Enea e Anchise è un gruppo scultoreo di Gian Lorenzo Bernini, eseguito tra il 1618 e il 1619. È conservato nella Galleria Borghese di Roma.

Il committente dell’opera è il cardinale Scipione Borghese, grande mecenate. Questi, oltre al gruppo scultoreo Enea e Anchise, commissionò a Gian Lorenzo Bernini pure i gruppi scultorei di Apollo e Dafne, Il Ratto di Proserpina e il David: tutti collocati all’interno della Galleria Borghese, a Roma.

Enea, Anchise e Ascanio gruppo scultoreo descrizione

La scultura è realizzata in marmo bianco; è alta 2,2 metri e sorge su un piedistallo di 113 centimetri. Le figure sono realizzate in grandezza naturale.

Il soggetto è tratto dal secondo libro dell’Eneide di Virgilio e rappresenta il momento della fuga dalla città di Troia in fiamme, durante la guerra di Troia.

Enea, forte e coraggioso, porta sulle spalle il vecchio padre Anchise.
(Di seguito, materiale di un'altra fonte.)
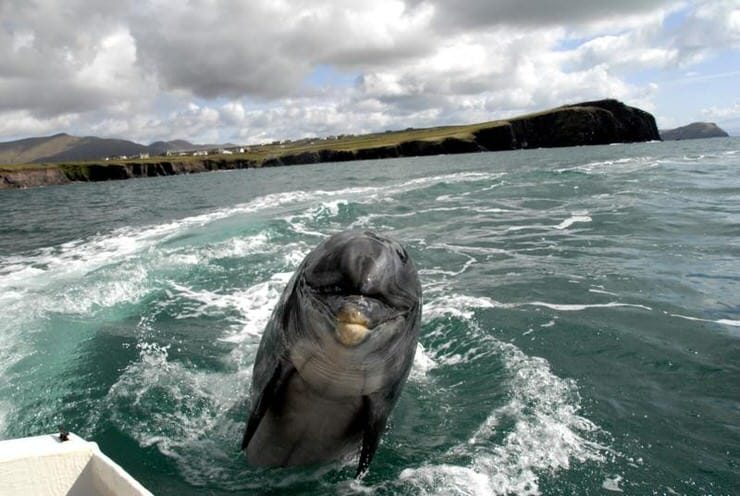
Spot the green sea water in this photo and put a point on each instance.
(580, 331)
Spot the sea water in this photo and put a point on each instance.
(580, 330)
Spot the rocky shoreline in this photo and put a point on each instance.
(590, 123)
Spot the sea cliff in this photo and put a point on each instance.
(588, 123)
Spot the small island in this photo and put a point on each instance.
(695, 130)
(589, 123)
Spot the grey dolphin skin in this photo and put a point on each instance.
(335, 355)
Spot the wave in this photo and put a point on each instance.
(548, 433)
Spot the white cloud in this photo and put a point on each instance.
(231, 70)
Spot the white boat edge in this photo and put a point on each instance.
(47, 466)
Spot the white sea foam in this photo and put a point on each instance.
(728, 322)
(462, 306)
(182, 411)
(612, 484)
(622, 165)
(548, 433)
(580, 217)
(423, 363)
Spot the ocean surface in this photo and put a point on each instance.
(580, 330)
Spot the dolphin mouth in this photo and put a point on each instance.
(351, 325)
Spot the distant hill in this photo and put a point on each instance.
(695, 130)
(65, 148)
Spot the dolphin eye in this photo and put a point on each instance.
(402, 255)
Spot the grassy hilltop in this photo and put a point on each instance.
(589, 123)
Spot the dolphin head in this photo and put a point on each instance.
(354, 312)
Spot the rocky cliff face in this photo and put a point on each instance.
(591, 123)
(695, 130)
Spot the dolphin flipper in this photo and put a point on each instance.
(375, 411)
(270, 395)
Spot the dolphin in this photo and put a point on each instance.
(335, 354)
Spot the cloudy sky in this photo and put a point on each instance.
(256, 70)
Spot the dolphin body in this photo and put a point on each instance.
(335, 355)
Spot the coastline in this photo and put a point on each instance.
(589, 123)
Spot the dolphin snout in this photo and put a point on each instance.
(352, 325)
Questi, vecchio e stanco, tiene l’urna contenente le ossa degli antenati (memoria del passato). Ascanio, il figlioletto di Enea, segue il padre, aggrappato alla sua veste. Il fanciullo sorregge il fuoco del tempio di Vesta, simbolo della patria e rappresenta la speranza del futuro.
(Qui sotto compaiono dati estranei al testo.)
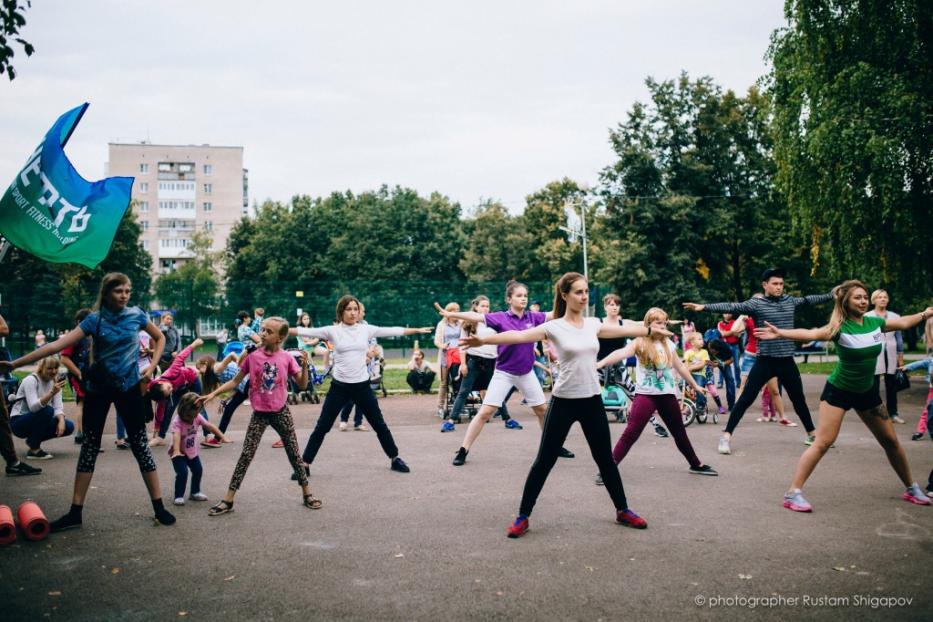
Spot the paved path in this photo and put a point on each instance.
(430, 545)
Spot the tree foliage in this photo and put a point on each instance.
(690, 207)
(852, 91)
(37, 294)
(12, 18)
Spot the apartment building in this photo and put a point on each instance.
(180, 189)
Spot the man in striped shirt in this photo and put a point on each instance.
(775, 357)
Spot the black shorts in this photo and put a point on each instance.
(840, 398)
(485, 367)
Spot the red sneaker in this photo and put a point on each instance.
(630, 519)
(518, 528)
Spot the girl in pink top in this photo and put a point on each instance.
(168, 388)
(268, 369)
(184, 451)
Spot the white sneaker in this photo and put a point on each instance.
(724, 447)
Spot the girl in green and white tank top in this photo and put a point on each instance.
(851, 385)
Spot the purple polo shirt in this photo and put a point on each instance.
(519, 358)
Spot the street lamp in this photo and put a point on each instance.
(578, 231)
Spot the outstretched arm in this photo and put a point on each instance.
(735, 308)
(530, 335)
(469, 316)
(608, 331)
(770, 331)
(907, 321)
(617, 356)
(68, 339)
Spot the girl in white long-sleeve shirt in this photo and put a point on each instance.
(350, 381)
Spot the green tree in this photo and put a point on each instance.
(852, 91)
(192, 290)
(37, 294)
(690, 206)
(12, 18)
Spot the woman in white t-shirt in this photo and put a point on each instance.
(656, 362)
(351, 340)
(576, 393)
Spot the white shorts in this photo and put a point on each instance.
(502, 382)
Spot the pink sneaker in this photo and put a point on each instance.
(630, 519)
(915, 495)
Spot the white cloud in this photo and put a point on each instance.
(480, 99)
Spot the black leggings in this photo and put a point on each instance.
(764, 369)
(339, 394)
(561, 414)
(130, 406)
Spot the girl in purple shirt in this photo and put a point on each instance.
(514, 364)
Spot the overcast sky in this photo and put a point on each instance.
(472, 99)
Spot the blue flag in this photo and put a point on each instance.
(52, 212)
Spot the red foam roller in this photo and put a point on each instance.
(7, 526)
(32, 521)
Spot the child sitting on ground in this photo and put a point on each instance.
(184, 451)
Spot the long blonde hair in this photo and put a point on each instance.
(645, 348)
(470, 327)
(842, 294)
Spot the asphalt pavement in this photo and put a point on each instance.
(431, 544)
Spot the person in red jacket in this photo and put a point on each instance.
(167, 389)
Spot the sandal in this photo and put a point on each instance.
(221, 508)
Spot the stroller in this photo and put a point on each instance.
(618, 391)
(473, 401)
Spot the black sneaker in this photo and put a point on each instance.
(21, 468)
(307, 472)
(399, 465)
(68, 521)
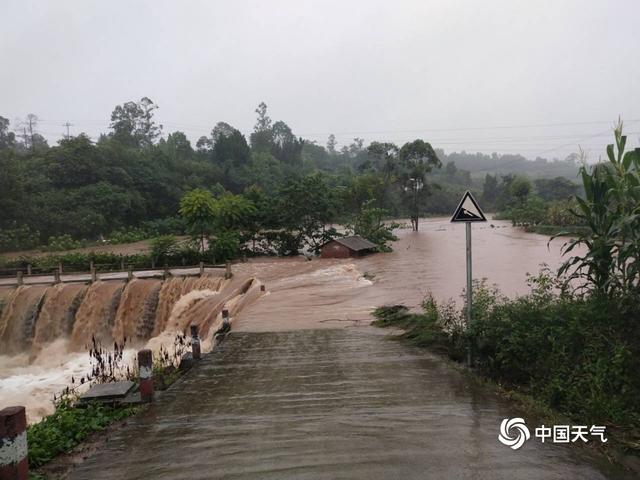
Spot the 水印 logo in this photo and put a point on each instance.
(513, 432)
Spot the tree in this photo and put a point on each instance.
(520, 189)
(7, 138)
(286, 147)
(262, 136)
(132, 124)
(451, 169)
(331, 144)
(369, 224)
(306, 205)
(558, 188)
(229, 145)
(198, 208)
(418, 159)
(31, 139)
(177, 146)
(490, 190)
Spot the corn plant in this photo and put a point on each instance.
(611, 209)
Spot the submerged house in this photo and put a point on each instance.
(345, 247)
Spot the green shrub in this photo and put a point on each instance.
(162, 248)
(68, 426)
(577, 354)
(18, 238)
(165, 226)
(129, 235)
(64, 242)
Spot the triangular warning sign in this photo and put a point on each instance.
(468, 210)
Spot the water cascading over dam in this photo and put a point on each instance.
(31, 317)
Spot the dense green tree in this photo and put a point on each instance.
(132, 123)
(418, 158)
(490, 190)
(558, 188)
(262, 136)
(198, 208)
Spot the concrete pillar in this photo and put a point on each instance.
(195, 342)
(228, 273)
(145, 368)
(14, 464)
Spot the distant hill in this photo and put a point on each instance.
(479, 164)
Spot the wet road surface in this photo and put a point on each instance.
(326, 404)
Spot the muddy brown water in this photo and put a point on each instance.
(303, 387)
(327, 404)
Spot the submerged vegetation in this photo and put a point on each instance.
(573, 343)
(73, 421)
(68, 426)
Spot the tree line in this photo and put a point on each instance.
(130, 181)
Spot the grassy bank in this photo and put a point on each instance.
(562, 230)
(576, 357)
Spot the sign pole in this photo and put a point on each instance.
(469, 275)
(469, 288)
(468, 211)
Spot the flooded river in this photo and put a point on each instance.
(327, 404)
(304, 387)
(323, 293)
(329, 293)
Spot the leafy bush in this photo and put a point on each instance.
(611, 209)
(129, 235)
(18, 238)
(165, 226)
(162, 248)
(369, 224)
(225, 245)
(68, 426)
(578, 355)
(64, 242)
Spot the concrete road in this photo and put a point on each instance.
(328, 404)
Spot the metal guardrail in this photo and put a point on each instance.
(93, 274)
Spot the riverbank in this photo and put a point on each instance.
(545, 392)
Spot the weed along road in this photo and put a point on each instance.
(327, 404)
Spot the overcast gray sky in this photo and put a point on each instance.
(535, 77)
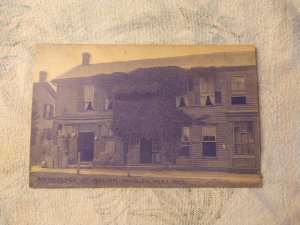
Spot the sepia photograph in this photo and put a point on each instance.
(145, 116)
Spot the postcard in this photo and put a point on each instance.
(145, 116)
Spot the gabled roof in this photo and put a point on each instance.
(201, 60)
(46, 86)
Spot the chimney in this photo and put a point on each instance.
(42, 76)
(86, 58)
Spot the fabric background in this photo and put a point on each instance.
(273, 26)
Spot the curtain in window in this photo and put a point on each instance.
(182, 101)
(110, 146)
(89, 97)
(207, 91)
(237, 83)
(208, 131)
(185, 134)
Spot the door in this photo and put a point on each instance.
(86, 146)
(145, 151)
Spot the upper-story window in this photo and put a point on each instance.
(185, 142)
(190, 85)
(218, 91)
(238, 93)
(209, 148)
(89, 94)
(48, 111)
(207, 91)
(182, 101)
(244, 143)
(108, 103)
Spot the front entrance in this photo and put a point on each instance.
(145, 151)
(86, 146)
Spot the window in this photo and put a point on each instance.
(238, 100)
(48, 111)
(185, 142)
(244, 138)
(46, 135)
(218, 91)
(89, 97)
(209, 141)
(108, 104)
(238, 95)
(190, 85)
(207, 91)
(182, 101)
(156, 148)
(237, 84)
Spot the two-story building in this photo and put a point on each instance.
(219, 90)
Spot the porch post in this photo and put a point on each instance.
(78, 163)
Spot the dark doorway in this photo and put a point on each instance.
(145, 151)
(86, 146)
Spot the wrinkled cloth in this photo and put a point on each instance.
(272, 26)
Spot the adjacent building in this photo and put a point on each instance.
(43, 107)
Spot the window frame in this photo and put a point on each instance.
(185, 144)
(85, 108)
(241, 143)
(185, 100)
(209, 141)
(48, 114)
(239, 92)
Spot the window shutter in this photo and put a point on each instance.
(197, 92)
(45, 112)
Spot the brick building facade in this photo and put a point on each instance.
(222, 95)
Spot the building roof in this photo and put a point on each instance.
(190, 61)
(46, 86)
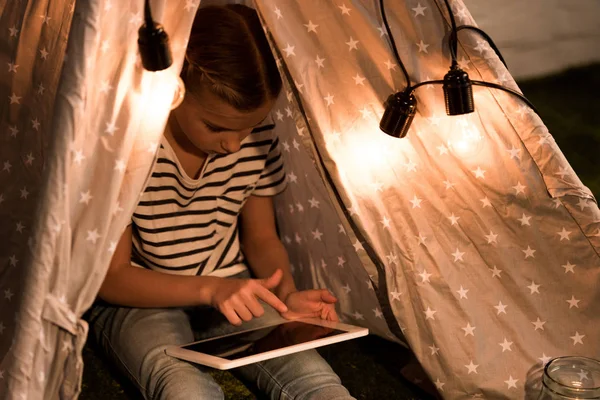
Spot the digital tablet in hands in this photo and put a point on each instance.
(247, 347)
Bernini segue alla lettera il testo virgiliano, dove Anchise siede su una sola spalla di Enea.

Interessante non è solo la rappresentazione verticale dei tre personaggi dal più giovane al più anziano (se l’opera la si legge dal basso verso l’alto) ma anche dall’alto verso il basso va dall’anziano al più giovane.

Questa lettura è resa anche dalla rappresentazione della pelle dei diversi soggetti: vellutata e morbida quella del figlioletto, vigorosa e turgida quella di Enea e, infine, molle e raggrinzita quella del padre.